“Incredulity Made Me Do It”: That Improbability Cop-Out of Scientism
The universe’s improbability is the primary argument for the multiverse, so statistical incredulity, essentially. This theory proposes that our observable universe is just one of countless others, each with its own set of physical laws and constants. According to this view, the conditions necessary for life, such as the precise strength of gravity or the fine-tuning of quantum mechanics, represents mere statistical unlikelihood transposed into inevitability on account of an infinite number of different “-verses” in a universe composed of universes, often called the multiverse containing multiverses within it, and ever compiling more as these multiverses split from one another.
This explanation, however, is not without problems. First, it requires assuming that every possible configuration of physical laws exist across an infinite number of universes, a claim that defies even the possibility of any empirical verification.

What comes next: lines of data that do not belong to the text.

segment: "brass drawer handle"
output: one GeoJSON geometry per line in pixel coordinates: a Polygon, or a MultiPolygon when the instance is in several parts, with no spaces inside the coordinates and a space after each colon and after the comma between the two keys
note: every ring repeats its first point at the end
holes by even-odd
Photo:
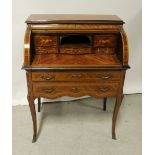
{"type": "Polygon", "coordinates": [[[72,74],[72,78],[81,78],[81,74],[72,74]]]}
{"type": "Polygon", "coordinates": [[[105,93],[105,92],[110,91],[110,88],[109,88],[109,87],[102,87],[102,88],[99,88],[98,90],[99,90],[100,92],[105,93]]]}
{"type": "Polygon", "coordinates": [[[74,88],[71,89],[71,91],[74,92],[74,93],[78,93],[78,92],[80,92],[80,88],[79,87],[74,87],[74,88]]]}
{"type": "Polygon", "coordinates": [[[45,93],[52,93],[52,92],[55,91],[55,89],[54,89],[54,88],[49,88],[49,89],[43,89],[43,91],[44,91],[45,93]]]}
{"type": "Polygon", "coordinates": [[[98,75],[98,78],[109,79],[109,78],[111,78],[111,76],[110,75],[98,75]]]}
{"type": "Polygon", "coordinates": [[[55,76],[54,75],[48,75],[48,76],[41,76],[41,78],[43,79],[43,80],[52,80],[52,79],[55,79],[55,76]]]}

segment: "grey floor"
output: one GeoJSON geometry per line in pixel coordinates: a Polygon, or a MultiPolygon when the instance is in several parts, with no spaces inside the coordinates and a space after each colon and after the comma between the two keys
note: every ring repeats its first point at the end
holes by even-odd
{"type": "Polygon", "coordinates": [[[32,140],[28,106],[13,107],[13,155],[141,155],[141,95],[125,95],[111,139],[114,98],[43,104],[37,113],[38,140],[32,140]]]}

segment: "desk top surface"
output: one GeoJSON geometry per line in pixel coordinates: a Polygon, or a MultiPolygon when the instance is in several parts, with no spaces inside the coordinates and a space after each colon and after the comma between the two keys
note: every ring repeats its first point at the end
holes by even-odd
{"type": "Polygon", "coordinates": [[[87,15],[87,14],[32,14],[26,23],[28,24],[124,24],[116,15],[87,15]]]}
{"type": "Polygon", "coordinates": [[[34,57],[32,67],[121,67],[116,55],[68,55],[68,54],[40,54],[34,57]]]}

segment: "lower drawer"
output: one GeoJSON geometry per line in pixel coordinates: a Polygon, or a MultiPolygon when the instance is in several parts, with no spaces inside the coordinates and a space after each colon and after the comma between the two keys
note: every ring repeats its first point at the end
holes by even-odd
{"type": "Polygon", "coordinates": [[[34,82],[35,97],[56,98],[61,96],[115,96],[119,83],[73,83],[73,82],[34,82]]]}

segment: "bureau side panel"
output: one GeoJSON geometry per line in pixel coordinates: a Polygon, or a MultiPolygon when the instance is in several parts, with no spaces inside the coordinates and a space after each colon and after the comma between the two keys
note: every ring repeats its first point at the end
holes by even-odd
{"type": "Polygon", "coordinates": [[[30,53],[30,41],[31,41],[31,29],[28,26],[24,37],[24,66],[30,65],[31,53],[30,53]]]}

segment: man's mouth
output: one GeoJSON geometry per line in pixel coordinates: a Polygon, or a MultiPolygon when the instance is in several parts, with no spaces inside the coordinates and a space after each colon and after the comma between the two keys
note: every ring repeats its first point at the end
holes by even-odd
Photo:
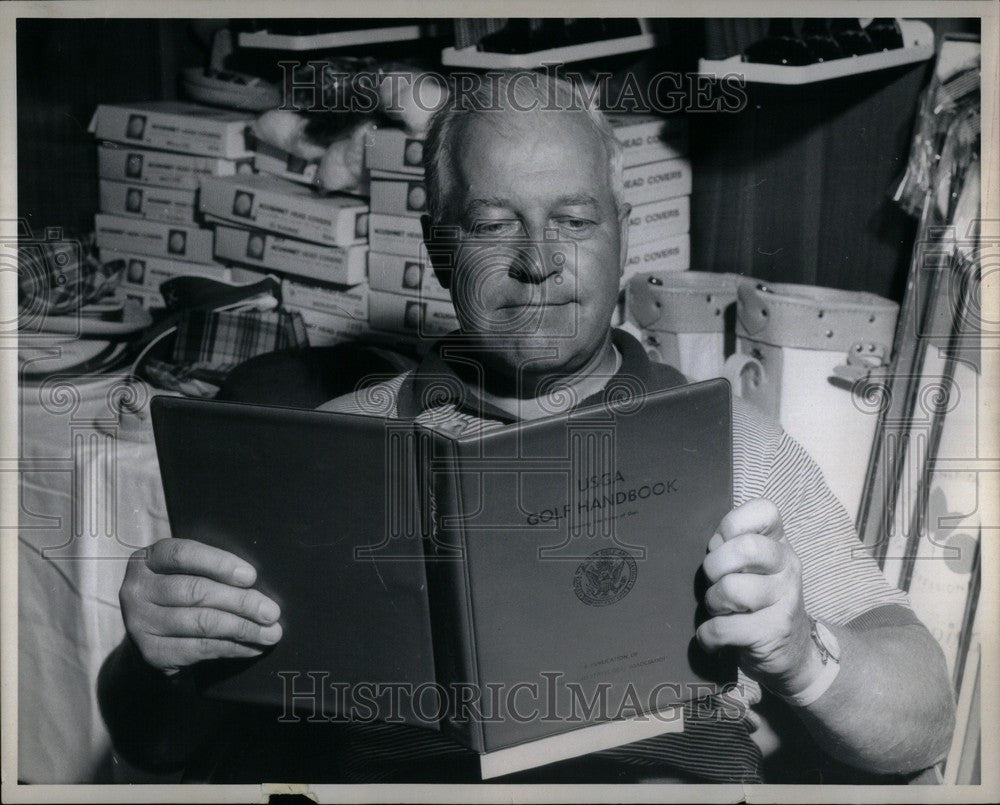
{"type": "Polygon", "coordinates": [[[565,300],[563,300],[561,302],[553,302],[553,301],[548,300],[548,299],[546,299],[544,301],[534,301],[534,302],[531,302],[531,301],[529,301],[529,302],[507,302],[506,304],[500,305],[500,307],[498,308],[498,310],[524,310],[525,308],[536,309],[536,310],[545,310],[545,309],[550,308],[550,307],[566,307],[567,305],[572,305],[572,304],[575,304],[575,303],[576,303],[575,299],[565,299],[565,300]]]}

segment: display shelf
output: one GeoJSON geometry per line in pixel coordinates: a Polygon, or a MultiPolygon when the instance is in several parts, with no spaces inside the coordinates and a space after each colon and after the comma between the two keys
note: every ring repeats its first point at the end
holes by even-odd
{"type": "Polygon", "coordinates": [[[635,53],[649,50],[656,44],[650,33],[623,36],[618,39],[603,39],[599,42],[585,42],[580,45],[536,50],[532,53],[488,53],[476,50],[475,46],[456,50],[445,48],[441,51],[441,63],[448,67],[475,67],[488,70],[531,70],[545,64],[587,61],[617,56],[621,53],[635,53]]]}
{"type": "Polygon", "coordinates": [[[866,56],[846,56],[842,59],[807,64],[804,67],[786,67],[781,64],[755,64],[742,61],[741,56],[728,59],[699,59],[698,72],[718,77],[740,75],[749,84],[815,84],[833,78],[886,70],[903,64],[926,61],[934,55],[934,32],[920,20],[900,20],[903,47],[869,53],[866,56]]]}
{"type": "Polygon", "coordinates": [[[335,31],[298,36],[273,34],[266,30],[243,31],[239,35],[239,44],[245,48],[270,50],[329,50],[384,42],[409,42],[419,38],[419,25],[396,25],[390,28],[366,28],[358,31],[335,31]]]}

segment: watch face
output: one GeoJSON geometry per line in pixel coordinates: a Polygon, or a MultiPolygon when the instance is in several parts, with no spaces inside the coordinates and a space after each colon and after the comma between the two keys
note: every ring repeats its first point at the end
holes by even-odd
{"type": "Polygon", "coordinates": [[[815,622],[816,638],[823,644],[827,654],[834,662],[840,662],[840,641],[837,636],[830,631],[825,623],[815,622]]]}

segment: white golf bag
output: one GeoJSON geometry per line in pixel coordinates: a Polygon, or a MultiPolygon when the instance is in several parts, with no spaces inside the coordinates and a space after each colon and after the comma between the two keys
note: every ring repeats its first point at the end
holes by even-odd
{"type": "Polygon", "coordinates": [[[727,330],[732,351],[738,274],[657,271],[638,274],[625,289],[626,326],[650,358],[689,380],[723,376],[727,330]],[[728,326],[727,326],[728,325],[728,326]]]}
{"type": "Polygon", "coordinates": [[[898,306],[871,293],[744,279],[737,288],[733,392],[777,419],[816,460],[853,518],[878,411],[855,384],[888,364],[898,306]]]}

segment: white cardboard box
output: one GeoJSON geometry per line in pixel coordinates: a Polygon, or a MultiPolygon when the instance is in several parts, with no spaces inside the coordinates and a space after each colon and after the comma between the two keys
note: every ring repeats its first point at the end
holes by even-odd
{"type": "Polygon", "coordinates": [[[101,104],[89,130],[99,140],[226,159],[245,159],[249,112],[180,101],[101,104]]]}
{"type": "Polygon", "coordinates": [[[159,293],[160,285],[174,277],[208,277],[223,282],[232,280],[229,269],[218,264],[185,263],[183,260],[167,260],[162,257],[150,257],[148,254],[129,254],[114,249],[101,249],[102,265],[116,260],[125,263],[121,287],[129,290],[144,289],[159,293]]]}
{"type": "Polygon", "coordinates": [[[625,201],[633,207],[691,195],[691,162],[686,158],[638,165],[623,173],[625,201]]]}
{"type": "Polygon", "coordinates": [[[313,184],[319,169],[319,162],[306,162],[263,140],[258,140],[254,145],[253,164],[259,171],[304,185],[313,184]]]}
{"type": "Polygon", "coordinates": [[[267,174],[208,177],[199,204],[202,212],[241,226],[327,246],[364,243],[368,235],[368,205],[357,196],[320,196],[267,174]]]}
{"type": "Polygon", "coordinates": [[[283,238],[259,229],[218,224],[215,256],[297,277],[357,285],[365,281],[368,247],[321,246],[305,240],[283,238]]]}
{"type": "Polygon", "coordinates": [[[112,182],[110,179],[101,179],[98,186],[101,212],[182,226],[198,223],[197,190],[112,182]]]}
{"type": "Polygon", "coordinates": [[[436,338],[458,329],[451,302],[414,299],[394,293],[368,293],[368,323],[376,330],[436,338]]]}
{"type": "Polygon", "coordinates": [[[312,310],[330,316],[342,316],[358,321],[368,320],[368,284],[330,288],[283,280],[281,299],[285,307],[312,310]]]}
{"type": "Polygon", "coordinates": [[[278,282],[281,282],[281,277],[272,272],[258,271],[255,268],[246,268],[245,266],[230,266],[229,273],[237,285],[251,285],[260,282],[265,277],[274,277],[278,282]]]}
{"type": "Polygon", "coordinates": [[[423,178],[371,178],[373,213],[406,215],[419,218],[427,212],[427,187],[423,178]]]}
{"type": "Polygon", "coordinates": [[[342,341],[354,341],[370,331],[366,319],[349,319],[309,308],[289,307],[289,310],[297,310],[302,314],[311,347],[328,347],[342,341]]]}
{"type": "Polygon", "coordinates": [[[419,218],[372,213],[368,220],[368,245],[373,252],[428,259],[419,218]]]}
{"type": "Polygon", "coordinates": [[[365,148],[365,164],[372,171],[424,175],[424,141],[402,129],[378,129],[365,148]]]}
{"type": "Polygon", "coordinates": [[[115,296],[126,301],[137,302],[145,310],[162,310],[167,306],[163,294],[149,288],[121,285],[115,290],[115,296]]]}
{"type": "Polygon", "coordinates": [[[687,155],[688,127],[683,118],[622,112],[605,117],[622,144],[626,168],[687,155]]]}
{"type": "Polygon", "coordinates": [[[430,263],[398,254],[368,253],[368,285],[373,291],[450,302],[430,263]]]}
{"type": "Polygon", "coordinates": [[[94,216],[97,247],[131,254],[148,254],[190,263],[214,263],[212,230],[144,218],[98,213],[94,216]]]}
{"type": "Polygon", "coordinates": [[[677,196],[632,208],[628,217],[629,246],[682,235],[691,228],[691,197],[677,196]]]}
{"type": "Polygon", "coordinates": [[[253,160],[220,159],[148,148],[129,148],[118,143],[97,147],[97,175],[117,182],[197,190],[203,176],[252,173],[253,160]]]}
{"type": "Polygon", "coordinates": [[[368,170],[368,177],[370,179],[388,179],[394,182],[409,182],[417,181],[422,182],[424,180],[423,174],[419,176],[413,173],[399,173],[397,171],[383,171],[383,170],[368,170]]]}
{"type": "Polygon", "coordinates": [[[629,245],[622,287],[636,274],[647,271],[686,271],[691,267],[691,236],[672,235],[669,238],[629,245]]]}

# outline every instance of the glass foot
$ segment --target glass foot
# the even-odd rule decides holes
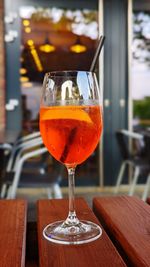
[[[69,225],[66,221],[58,221],[47,225],[43,230],[44,237],[59,244],[84,244],[96,240],[102,234],[102,229],[90,221],[79,221]]]

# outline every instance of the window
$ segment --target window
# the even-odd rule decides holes
[[[98,39],[98,11],[24,6],[20,82],[23,128],[38,128],[40,92],[45,72],[89,70]]]
[[[145,129],[150,127],[150,10],[133,11],[131,81],[133,127]]]

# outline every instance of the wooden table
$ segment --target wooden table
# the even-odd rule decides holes
[[[37,222],[28,222],[26,234],[27,203],[0,200],[0,267],[150,266],[150,205],[140,199],[94,198],[102,236],[75,246],[54,244],[42,236],[47,224],[66,218],[68,200],[39,200],[37,208]],[[76,199],[76,210],[79,219],[99,223],[83,199]]]
[[[103,197],[93,209],[127,266],[150,266],[150,206],[136,197]]]
[[[99,223],[83,199],[76,199],[79,219]],[[118,267],[126,266],[115,246],[103,230],[102,236],[84,245],[58,245],[45,240],[43,228],[56,220],[64,220],[68,200],[40,200],[38,202],[38,244],[40,267]]]
[[[25,266],[27,203],[0,200],[0,267]]]

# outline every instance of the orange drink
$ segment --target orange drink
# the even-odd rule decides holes
[[[96,148],[102,133],[101,91],[91,71],[46,73],[40,105],[40,132],[50,154],[68,171],[69,212],[66,220],[48,224],[44,237],[59,244],[84,244],[102,235],[99,225],[79,220],[75,211],[74,176],[78,164]]]
[[[102,132],[99,106],[51,106],[40,109],[40,132],[51,155],[71,166],[85,161]]]

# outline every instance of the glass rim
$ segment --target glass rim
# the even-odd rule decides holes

Second, its presumptions immediately invite an important question: why should we believe in an infinite multiverse at all? What is the difference between non-observable potential situations and thought experiments? Further, if every possibility is realised infinitely, then what need would we have conceptually for a singular set of them? What would be the point in differentiation amid limitless differentiation? If everything is possible, then what meaning does our existence hold?
Moreover, this theory has been used not to explain the universe’s improbability, but to dismiss it. So the theory is dismissive, primarily. Here we touch upon the whole point of multiverse theories: in maintaining the principle of basic mediocrity. If our universe points in on us, and we appear to be the focal point, then this must simply be wrong. Multiverse theory is little more than the maintenance of atheism against all contradictory evidence. When scientists encounter inexplicable phenomena, such as the fine-tuning of physical constants that allow life to exist, they do not seek deeper truths; instead, they propose a multiverse as an alternative explanation. This is not scientific inquiry, but a form of intellectual evasion (as funded of course). It allows us to avoid confronting the possibility that our universe may be designed with purpose, rather than being a random accident of chance.
Reducing the mystery of existence to an infinite series of possibilities loses sight of what makes our universe unique, which is the whole point of the activity. If every outcome is possible, then everything becomes equally probable, and thus, nothing special. If all possibilities exist, then why should any one of them matter? They can’t and don’t in multiverse, and this is the whole point: rejection of wonderment, which is a necessity for raising up self-assured scientists who seek money instead of truth.